Throughout the past few weeks or so, you may have heard of nationwide protests in Poland. On October 22nd, the Constitutional Tribunal instituted a law declaring that abortions for malformed fetuses to be unconstitutional, thus banning what few abortions were allowed in the country. Thousands of Polish women and their allies have taken to the streets to protest the government’s decision; protests beginning the same day the law was announced. On the next day, people took to the streets in 60 Polish cities. On October 24th, people protested in more public spaces and even in front of homes of far-right activists. The following day, protestors staged sit-ins in places of worship, disrupting mass in several cities.
On October 27th, the All-Poland Women’s Strike revealed a list of demands which included the following:
- Full women’s rights: legal abortion, sex education, and contraception,
- Interpreting the Constitutional Tribunal’s ruling as stated by the president of the tribunal, Julia Przyłębska, as her personal testimony instead of a legal ruling,
- “The return of a real (independent) Constitutional Tribunal,”

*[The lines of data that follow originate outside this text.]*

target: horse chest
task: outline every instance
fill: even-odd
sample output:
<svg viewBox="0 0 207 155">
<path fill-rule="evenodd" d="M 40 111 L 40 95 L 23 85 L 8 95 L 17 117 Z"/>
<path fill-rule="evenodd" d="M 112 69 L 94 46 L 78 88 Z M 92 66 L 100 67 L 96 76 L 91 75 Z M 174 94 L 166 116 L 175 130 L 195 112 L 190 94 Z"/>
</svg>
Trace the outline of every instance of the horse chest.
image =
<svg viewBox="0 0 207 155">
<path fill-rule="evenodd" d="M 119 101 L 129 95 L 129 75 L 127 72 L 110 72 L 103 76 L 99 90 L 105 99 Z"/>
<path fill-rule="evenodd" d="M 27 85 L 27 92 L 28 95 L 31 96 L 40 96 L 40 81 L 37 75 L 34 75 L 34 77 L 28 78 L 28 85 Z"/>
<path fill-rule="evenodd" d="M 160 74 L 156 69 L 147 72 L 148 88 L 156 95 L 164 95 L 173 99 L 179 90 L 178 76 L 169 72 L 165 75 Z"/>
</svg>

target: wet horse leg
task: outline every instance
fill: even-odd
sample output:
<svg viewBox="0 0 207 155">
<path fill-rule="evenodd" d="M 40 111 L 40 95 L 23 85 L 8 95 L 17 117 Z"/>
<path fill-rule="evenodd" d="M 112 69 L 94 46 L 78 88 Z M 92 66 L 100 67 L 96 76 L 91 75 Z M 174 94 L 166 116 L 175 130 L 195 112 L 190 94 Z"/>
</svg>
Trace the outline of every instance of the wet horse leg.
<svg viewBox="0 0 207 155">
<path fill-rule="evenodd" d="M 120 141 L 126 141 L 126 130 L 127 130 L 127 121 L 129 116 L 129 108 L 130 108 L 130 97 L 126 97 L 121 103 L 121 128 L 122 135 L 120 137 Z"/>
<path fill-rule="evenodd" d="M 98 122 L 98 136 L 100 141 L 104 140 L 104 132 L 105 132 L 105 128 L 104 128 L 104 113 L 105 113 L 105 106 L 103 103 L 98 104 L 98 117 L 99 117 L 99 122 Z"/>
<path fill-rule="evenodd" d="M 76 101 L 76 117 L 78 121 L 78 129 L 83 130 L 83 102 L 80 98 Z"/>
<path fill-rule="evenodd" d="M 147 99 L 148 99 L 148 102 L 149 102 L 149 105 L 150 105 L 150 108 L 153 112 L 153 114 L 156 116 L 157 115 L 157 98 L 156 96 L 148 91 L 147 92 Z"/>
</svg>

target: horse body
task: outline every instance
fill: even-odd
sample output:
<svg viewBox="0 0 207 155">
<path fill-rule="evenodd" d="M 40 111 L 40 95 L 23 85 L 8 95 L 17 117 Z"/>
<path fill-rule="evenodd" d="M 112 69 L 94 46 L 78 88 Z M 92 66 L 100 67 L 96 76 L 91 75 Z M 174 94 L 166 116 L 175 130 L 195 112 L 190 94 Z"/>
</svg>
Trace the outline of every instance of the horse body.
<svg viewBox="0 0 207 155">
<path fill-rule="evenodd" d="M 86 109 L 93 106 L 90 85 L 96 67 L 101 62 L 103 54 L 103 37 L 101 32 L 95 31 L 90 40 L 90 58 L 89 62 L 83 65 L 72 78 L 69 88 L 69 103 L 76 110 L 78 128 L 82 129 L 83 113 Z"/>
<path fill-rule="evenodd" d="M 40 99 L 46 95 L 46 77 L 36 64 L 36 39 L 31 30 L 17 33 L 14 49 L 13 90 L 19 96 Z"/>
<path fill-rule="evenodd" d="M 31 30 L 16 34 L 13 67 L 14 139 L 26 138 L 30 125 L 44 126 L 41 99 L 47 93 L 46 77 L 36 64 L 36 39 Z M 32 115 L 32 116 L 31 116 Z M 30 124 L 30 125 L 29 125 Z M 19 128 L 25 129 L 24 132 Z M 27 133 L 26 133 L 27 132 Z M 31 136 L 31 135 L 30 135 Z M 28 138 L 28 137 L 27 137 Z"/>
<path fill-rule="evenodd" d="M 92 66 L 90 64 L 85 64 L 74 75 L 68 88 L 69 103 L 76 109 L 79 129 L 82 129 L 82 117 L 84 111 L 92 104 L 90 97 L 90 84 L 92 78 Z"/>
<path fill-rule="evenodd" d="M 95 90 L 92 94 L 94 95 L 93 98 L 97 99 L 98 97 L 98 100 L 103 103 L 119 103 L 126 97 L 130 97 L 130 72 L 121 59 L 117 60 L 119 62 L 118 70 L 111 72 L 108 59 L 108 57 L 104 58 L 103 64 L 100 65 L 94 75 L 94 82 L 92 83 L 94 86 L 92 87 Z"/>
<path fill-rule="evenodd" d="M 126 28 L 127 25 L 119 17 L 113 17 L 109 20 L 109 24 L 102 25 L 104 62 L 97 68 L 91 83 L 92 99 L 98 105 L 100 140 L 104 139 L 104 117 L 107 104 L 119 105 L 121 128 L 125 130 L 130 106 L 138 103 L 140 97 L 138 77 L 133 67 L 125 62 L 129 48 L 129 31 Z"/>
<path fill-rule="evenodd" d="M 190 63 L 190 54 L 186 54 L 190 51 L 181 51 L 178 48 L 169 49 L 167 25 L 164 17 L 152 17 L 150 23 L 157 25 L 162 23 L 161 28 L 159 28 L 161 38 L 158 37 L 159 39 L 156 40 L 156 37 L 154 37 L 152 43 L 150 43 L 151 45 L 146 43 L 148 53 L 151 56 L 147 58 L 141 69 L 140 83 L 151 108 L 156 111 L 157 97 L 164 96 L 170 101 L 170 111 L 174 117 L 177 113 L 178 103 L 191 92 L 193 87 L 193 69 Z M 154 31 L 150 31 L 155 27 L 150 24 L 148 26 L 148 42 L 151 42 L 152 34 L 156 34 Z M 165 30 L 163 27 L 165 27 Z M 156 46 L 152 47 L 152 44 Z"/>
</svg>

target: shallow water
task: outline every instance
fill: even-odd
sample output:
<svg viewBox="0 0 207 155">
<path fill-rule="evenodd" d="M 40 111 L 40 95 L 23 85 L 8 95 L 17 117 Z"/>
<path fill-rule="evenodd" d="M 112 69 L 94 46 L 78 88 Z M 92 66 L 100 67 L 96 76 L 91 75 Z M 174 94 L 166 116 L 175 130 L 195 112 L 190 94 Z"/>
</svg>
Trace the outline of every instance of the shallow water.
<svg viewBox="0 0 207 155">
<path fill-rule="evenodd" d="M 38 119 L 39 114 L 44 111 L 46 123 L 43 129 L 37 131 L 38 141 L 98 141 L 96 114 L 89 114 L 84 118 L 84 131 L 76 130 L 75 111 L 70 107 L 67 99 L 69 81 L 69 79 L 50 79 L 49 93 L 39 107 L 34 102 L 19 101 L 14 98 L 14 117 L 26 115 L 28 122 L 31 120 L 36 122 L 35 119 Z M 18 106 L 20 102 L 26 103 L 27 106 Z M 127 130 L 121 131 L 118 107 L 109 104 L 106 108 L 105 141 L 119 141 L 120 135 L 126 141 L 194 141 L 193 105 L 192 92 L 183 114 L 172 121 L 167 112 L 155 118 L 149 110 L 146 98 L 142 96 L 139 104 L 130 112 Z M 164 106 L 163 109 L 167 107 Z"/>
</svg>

- “The return to a neutral (independent) Supreme Court of Poland that is not controlled by PiS,”
- “The appointment of a real (independent) Polish Ombudsman to succeed Adam Bodnar, who reached the end of his term,”
- The overthrow of the rule of the Law and Justice Party.
By October 28th, approximately 430,000 people had participated in protests in 430 cities throughout the country. The movement garnered nationwide support under the slogan: “I’m not going to work.” Many workplaces have allowed their employees to protest. Universities, several local media outlets, and a few companies, including MBank have also voiced their support for the strikes.
Following the mass protests, President Andrzej Duda unveiled a bill that would restore legal abortion under three grounds: “ because of a threat to the life and health of the mother,  because of rape or incest and  because of severe and irreversible damage to the fetus which leads to the death of the child.” Despite this proposal, the government has yet to renounce the law and has chosen to delay its publication and implementation as announced on November 3rd.
As of the writing of this article, November 8th, the protests are still ongoing. However, this is not the first time protests for abortion have occurred in Poland. In 2015, a bill proposing the outright ban of all abortions was rejected. The former led to the “Czarny Protest” (Black Protest), in 2016. when restrictions surrounding abortions were tightened.
With the ongoing situation, there are still developments to come, and Poland must not be forgotten. According to Amnesty International on October 29th, protestors have faced excessive force from the police and have been unlawfully detained without access to a lawyer. On top of police interference, there have been non-state agitators who have identified themselves with white armbands. These agitators were seen attacking protestors and even pepper spraying former minister and member of parliament Bartłomiej Sienkiewicz. Sienkiewicz described the agitators as neo-Nazis who were encouraged by Poland’s de facto leader Jarosław Kaczyński. During the commotion, he noted that there was a lack of police presence.